Feature story - 25 September, 2007
The good news: The biggest environmental gathering of government leaders in many years showed the world is finally waking up to the urgency of climate change. The bad news: Time is running out.

View of the front of the Grey Glacier where it 'calves' or falls into the glacial lake. The glaciers of Patagonia are some of the fastest retreating glaciers on Earth.

Yesterday, world leaders gathered in New York City for the largest United Nations meeting on climate change since the Rio Earth Summit in 1992.  Top officials from 150 countries (including 80 heads of state) plus big names like Al Gore and Arnold Schwarzenegger were in attendance - and so were we.

"The time for doubt has passed," as UN Secretary General Ban Ki-moon said in his opening address.  Ban sees the world's response to global warming as something that, "will define us, our era, and ultimately the global legacy we leave for future generations"

Gore told the world leaders, "We have to overcome the paralysis that has prevented us from acting".  Governor Schwarzenegger called for, "action, action, action".

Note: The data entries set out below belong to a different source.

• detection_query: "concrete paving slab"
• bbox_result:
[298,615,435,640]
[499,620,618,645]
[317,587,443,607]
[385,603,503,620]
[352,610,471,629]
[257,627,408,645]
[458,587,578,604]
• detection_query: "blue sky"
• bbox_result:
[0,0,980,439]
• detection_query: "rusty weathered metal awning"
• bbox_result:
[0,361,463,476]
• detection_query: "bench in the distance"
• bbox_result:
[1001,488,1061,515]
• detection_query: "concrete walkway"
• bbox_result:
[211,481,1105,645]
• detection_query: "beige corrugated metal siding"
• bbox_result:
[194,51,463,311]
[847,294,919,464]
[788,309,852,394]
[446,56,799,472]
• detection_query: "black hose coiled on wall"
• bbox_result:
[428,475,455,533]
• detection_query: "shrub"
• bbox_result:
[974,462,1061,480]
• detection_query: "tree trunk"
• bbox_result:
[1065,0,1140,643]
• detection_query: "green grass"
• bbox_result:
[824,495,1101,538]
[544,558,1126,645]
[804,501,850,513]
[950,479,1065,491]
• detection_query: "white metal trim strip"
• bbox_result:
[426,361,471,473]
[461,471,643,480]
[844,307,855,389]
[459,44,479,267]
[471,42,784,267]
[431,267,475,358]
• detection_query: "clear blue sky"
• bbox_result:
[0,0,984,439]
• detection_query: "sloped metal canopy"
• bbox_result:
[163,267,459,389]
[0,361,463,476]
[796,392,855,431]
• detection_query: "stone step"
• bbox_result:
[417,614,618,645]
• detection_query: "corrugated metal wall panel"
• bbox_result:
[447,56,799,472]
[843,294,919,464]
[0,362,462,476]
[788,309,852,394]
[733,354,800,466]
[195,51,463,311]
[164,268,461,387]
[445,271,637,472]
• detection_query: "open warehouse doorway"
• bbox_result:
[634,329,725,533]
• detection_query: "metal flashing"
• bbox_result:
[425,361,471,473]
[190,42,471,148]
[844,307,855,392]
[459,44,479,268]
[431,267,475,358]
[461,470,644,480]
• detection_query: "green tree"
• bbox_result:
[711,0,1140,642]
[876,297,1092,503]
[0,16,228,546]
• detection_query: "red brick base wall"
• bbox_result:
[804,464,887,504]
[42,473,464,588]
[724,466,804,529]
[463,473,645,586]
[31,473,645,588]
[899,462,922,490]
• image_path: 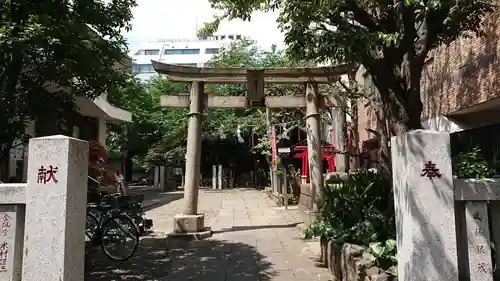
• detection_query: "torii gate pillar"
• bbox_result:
[305,83,323,211]
[171,82,211,239]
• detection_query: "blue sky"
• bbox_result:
[126,0,283,50]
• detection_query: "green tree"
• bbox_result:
[108,76,187,168]
[0,0,136,166]
[201,0,493,134]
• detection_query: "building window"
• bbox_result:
[132,63,155,73]
[205,48,219,55]
[144,49,160,56]
[163,49,200,55]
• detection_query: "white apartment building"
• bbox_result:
[131,34,243,81]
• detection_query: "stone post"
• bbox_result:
[305,83,323,211]
[183,82,204,215]
[332,97,349,172]
[160,166,165,192]
[217,165,224,190]
[212,165,217,189]
[172,82,211,238]
[391,130,458,281]
[465,201,493,281]
[22,135,89,281]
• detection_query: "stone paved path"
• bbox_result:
[87,189,332,281]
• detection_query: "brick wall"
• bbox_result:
[421,11,500,119]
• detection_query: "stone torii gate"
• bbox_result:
[152,61,354,238]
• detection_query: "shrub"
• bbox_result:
[306,170,395,246]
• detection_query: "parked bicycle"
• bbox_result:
[85,196,140,261]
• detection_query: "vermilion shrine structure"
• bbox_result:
[152,61,354,236]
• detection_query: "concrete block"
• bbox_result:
[22,135,89,281]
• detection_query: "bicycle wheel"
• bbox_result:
[85,212,99,241]
[101,215,140,261]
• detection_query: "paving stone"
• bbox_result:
[86,189,332,281]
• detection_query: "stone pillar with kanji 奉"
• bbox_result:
[170,82,212,239]
[391,130,459,281]
[22,135,89,281]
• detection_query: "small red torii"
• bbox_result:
[294,145,335,183]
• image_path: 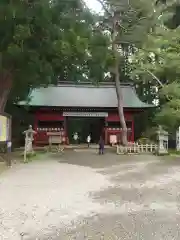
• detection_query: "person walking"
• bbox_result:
[73,132,79,144]
[99,136,104,155]
[87,134,91,148]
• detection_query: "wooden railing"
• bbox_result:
[117,144,158,154]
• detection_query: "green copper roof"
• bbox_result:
[19,84,154,108]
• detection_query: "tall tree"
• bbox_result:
[0,0,92,112]
[98,0,154,145]
[133,5,180,130]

One by one, heads of state stood up and essentially echoed their sentiments.  Our own Lo Sze Ping, from Greenpeace China, told the attendees that the world's worst per capita emitting countries need to stop using developing countries as an excuse not to act.

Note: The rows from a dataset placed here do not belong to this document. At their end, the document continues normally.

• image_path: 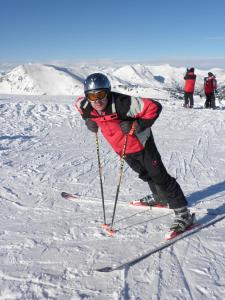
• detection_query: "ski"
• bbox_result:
[95,214,225,272]
[129,200,169,209]
[61,192,224,215]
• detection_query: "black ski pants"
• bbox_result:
[125,133,187,209]
[184,92,194,107]
[205,92,216,108]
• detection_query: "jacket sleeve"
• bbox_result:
[122,97,162,131]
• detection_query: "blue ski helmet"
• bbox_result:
[84,73,111,94]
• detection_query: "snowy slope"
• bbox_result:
[0,64,225,99]
[0,92,225,300]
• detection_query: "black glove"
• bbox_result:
[85,119,98,133]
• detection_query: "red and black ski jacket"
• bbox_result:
[75,92,162,155]
[184,72,196,93]
[204,76,217,94]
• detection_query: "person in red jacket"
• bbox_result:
[204,72,217,108]
[75,73,193,232]
[183,68,196,108]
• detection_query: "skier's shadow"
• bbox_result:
[187,181,225,205]
[187,181,225,223]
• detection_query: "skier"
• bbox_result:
[204,72,217,109]
[75,73,193,233]
[183,68,196,108]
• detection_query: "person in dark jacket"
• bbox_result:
[183,68,196,108]
[75,73,193,232]
[204,72,217,108]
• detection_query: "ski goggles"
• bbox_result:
[87,90,107,102]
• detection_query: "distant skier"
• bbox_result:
[183,68,196,108]
[75,73,193,232]
[204,72,217,108]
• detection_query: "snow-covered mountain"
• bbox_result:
[0,64,225,97]
[0,92,225,300]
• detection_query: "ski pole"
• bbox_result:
[96,132,106,225]
[107,134,128,235]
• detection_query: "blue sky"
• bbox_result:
[0,0,225,66]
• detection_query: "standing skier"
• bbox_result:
[183,68,196,108]
[75,73,193,232]
[204,72,217,108]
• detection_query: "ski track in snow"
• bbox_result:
[0,96,225,300]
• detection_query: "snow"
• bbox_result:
[0,65,225,300]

Lo went on to call for an energy revolution with massive uptake in energy saving and renewable energy technology world wide, and real action by world leaders rather than more talk.

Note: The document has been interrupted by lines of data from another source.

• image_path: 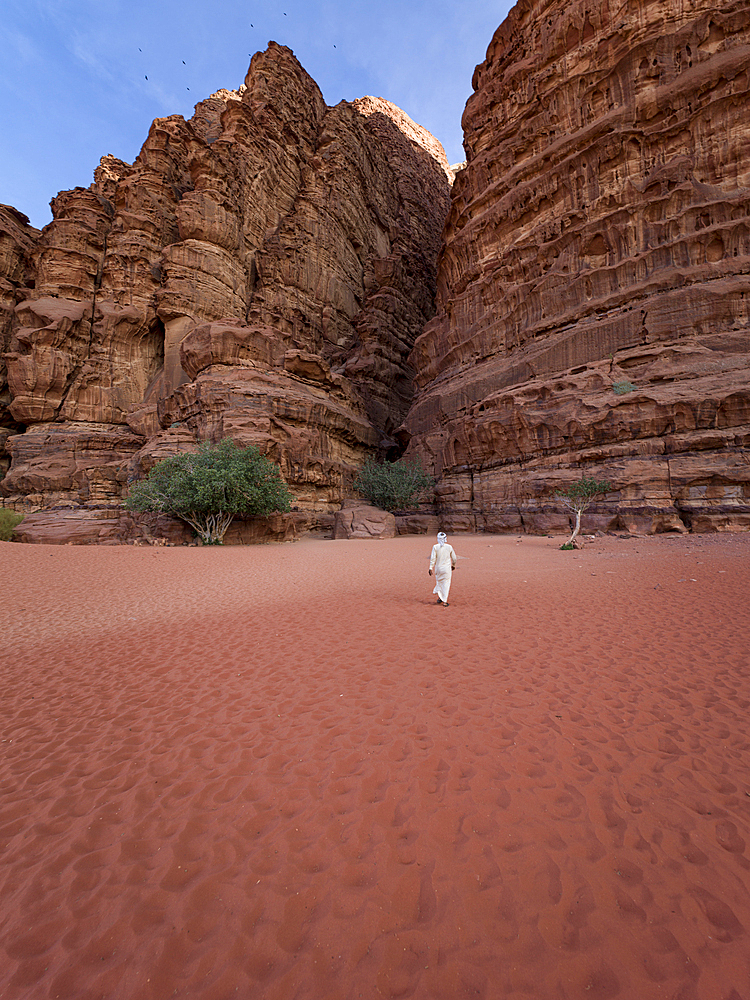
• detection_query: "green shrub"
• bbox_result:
[354,458,435,511]
[0,507,23,542]
[125,438,291,545]
[612,379,638,396]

"At the climate negotiations in December, you must therefore agree to nothing short of a Bali Mandate," he said. "Not a road map to nowhere, not a wish list."

[ Watch the webcast | Read his speach ]

Bali Mandate

The next meeting on climate change negotiations under the Kyoto Protocol will take place on the island of Bali in December. Greenpeace is pushing for world leaders to strengthen the Kyoto Protocol at these meetings. Industrialized countries must begin the process of negotiating emissions reductions of 30 percent by 2020, and at least 80 percent by 2050 in order to prevent climate chaos.  This is what the best and latest science tells us is needed now to prevent the worst impacts of climate change.

The meetings in Bali must advance a negotiating agenda, a Bali Mandate, to combat climate change on all fronts, including adaptation, mitigation, clean technologies, deforestation and resource mobilization. All countries must do what they can to reach agreement by 2009, and to have it in force at the end of the current Kyoto Protocol commitment period at the end of 2012.


US remains isolated

US President George W. Bush was not among the heads of state at the high level UN climate change meeting.  He only showed up late at the end of the day to dine with a select group.  

Instead, Bush has scheduled his own meeting for this Thursday and Friday in Washington, DC, limited to the countries with the largest global warming emissions.  Bush's meeting, imaginatively dubbed the "Major Emitters Meeting", is widely seen as part of his strategy to avoid legally binding caps on greenhouse gas emissions.  Instead, Bush is pushing for voluntary, "aspirational" targets with no weight behind them. Bush is just pretending to care. The world must not be fooled.

At our meeting with Ban, last Wednesday, Greenpeace USA executive director, John Passacantando, reassured the UN Secretary General that people in the US are ready to tackle climate change, and dismissed the Big Emitters Meeting as a diversion tactic from a president no one is listening to anymore.